Presse zum Sommerkonzert 2017

Händels Schmerz, Beethovens Dramatik
Dagmar Varady (Reutlinger Generalanzeiger)

Ein attraktives Konzertprogramm lockt auch viele Besucher an. Dafür hat Maria Eiche, die Leiterin des Reutlinger Nachwuchsorchesters (NWO) ein Händchen. Gleich zwei ausgezeichnete Solisten waren für das Sommerkonzert am Sonntagabend in der Reutlinger Stadthalle engagiert – und so wurde die obligatorische Sinfonie am Schluss durch ein Klavierkonzert ersetzt.

Ein erfreulicher Entschluss, den Eiche in ihrem kommentierten Auslegeblatt damit begründete, dass sich in Beethovens drittem Klavierkonzert Solist und Orchester gleichwertig gegenüberstehen. […]. In der Tat war das NWO lediglich in Luigi Cherubinis Ouvertüre zur Oper „Anacréon“ vollständig und allein am Schaffen.

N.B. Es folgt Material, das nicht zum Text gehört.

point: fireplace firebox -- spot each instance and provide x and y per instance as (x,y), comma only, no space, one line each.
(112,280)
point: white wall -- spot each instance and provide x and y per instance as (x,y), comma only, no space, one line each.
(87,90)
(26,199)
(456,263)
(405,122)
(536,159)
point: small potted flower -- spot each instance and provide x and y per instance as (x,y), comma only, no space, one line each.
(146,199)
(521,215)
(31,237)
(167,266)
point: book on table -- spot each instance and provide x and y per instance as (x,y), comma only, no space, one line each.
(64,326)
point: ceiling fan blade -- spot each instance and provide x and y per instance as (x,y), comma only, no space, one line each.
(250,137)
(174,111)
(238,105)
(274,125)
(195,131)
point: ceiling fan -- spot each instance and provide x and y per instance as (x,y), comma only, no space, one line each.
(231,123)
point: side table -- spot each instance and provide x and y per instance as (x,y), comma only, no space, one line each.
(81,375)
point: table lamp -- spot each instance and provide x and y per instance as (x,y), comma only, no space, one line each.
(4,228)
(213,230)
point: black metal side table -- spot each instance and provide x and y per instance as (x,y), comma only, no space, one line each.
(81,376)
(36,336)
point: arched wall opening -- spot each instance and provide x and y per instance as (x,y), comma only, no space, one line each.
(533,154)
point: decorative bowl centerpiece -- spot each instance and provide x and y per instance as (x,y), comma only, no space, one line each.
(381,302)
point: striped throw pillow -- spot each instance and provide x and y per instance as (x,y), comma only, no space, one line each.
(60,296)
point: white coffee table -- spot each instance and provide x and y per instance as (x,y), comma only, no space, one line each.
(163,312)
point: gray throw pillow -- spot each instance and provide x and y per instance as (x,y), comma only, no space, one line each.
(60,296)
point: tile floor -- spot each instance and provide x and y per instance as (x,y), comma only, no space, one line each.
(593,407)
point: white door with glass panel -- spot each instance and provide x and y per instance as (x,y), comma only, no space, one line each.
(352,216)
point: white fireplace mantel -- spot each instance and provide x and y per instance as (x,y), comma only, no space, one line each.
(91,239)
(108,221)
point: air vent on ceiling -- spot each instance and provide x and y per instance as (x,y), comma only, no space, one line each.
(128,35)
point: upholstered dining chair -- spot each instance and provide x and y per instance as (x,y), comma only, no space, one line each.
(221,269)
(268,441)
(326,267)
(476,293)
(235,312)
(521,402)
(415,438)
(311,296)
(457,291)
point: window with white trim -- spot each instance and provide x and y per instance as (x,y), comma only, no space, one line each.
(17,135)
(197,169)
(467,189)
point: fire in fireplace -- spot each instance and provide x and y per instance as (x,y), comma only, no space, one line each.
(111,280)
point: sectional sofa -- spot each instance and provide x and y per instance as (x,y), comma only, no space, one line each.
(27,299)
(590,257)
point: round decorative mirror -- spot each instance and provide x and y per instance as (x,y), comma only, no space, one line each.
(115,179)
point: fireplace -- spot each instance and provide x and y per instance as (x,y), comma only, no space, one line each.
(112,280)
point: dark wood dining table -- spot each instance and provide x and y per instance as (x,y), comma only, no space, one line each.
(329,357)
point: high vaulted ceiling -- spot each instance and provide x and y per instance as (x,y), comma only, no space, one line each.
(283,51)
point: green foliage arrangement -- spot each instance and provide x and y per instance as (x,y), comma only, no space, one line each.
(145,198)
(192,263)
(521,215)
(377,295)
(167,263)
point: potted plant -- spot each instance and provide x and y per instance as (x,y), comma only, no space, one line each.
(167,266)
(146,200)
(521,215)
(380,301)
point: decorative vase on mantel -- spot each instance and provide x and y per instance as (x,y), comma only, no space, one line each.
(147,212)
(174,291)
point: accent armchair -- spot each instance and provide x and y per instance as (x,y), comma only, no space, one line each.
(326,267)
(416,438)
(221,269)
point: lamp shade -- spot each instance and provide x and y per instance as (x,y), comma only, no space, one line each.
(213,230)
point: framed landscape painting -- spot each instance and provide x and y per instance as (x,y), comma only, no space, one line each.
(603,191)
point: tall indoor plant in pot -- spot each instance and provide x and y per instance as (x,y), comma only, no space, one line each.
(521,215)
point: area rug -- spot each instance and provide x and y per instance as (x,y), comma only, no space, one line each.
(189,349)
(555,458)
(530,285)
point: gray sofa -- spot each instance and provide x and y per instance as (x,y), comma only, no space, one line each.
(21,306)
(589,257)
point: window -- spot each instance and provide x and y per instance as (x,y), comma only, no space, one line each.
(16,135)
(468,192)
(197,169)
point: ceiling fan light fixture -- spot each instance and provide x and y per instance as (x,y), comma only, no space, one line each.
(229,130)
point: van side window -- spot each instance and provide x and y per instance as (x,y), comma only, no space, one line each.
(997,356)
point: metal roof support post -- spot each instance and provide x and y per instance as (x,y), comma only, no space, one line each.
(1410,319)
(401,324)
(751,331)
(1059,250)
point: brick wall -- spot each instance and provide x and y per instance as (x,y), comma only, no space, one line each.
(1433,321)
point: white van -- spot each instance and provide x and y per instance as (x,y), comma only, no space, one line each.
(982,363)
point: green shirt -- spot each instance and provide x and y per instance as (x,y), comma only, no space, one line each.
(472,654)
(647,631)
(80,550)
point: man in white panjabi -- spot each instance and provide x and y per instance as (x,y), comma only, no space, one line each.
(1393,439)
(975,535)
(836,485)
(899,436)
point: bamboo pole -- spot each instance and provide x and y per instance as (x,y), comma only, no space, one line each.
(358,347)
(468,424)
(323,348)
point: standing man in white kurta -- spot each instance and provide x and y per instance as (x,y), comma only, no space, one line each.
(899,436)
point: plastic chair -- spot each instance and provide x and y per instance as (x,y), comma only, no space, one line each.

Bei den übrigen Werken wurde entweder auf Bläser reduziert oder ein Solist gesellte sich hinzu, was durchaus eine vorteilhafte Abwechslung bewirkte. In der Ouvertüre zeigten sich sogleich die Stärken als auch die Schwächen des Orchesters. Die opulenten Passagen gelangen prächtig, weit ausladend und wirkungsvoll. Wenn es in leisere Gefilde ging oder einzelne Bläsergruppen solistisch tätig waren, konnte man die kleinen Unstimmigkeiten heraushören. Und doch, je länger die jungen Musiker spielten, desto mehr kamen auch diese Dinge in einen guten Fluss. Auch die Wechselspiele zwischen einzelnen Instrumentengruppen wurden gefällig musiziert.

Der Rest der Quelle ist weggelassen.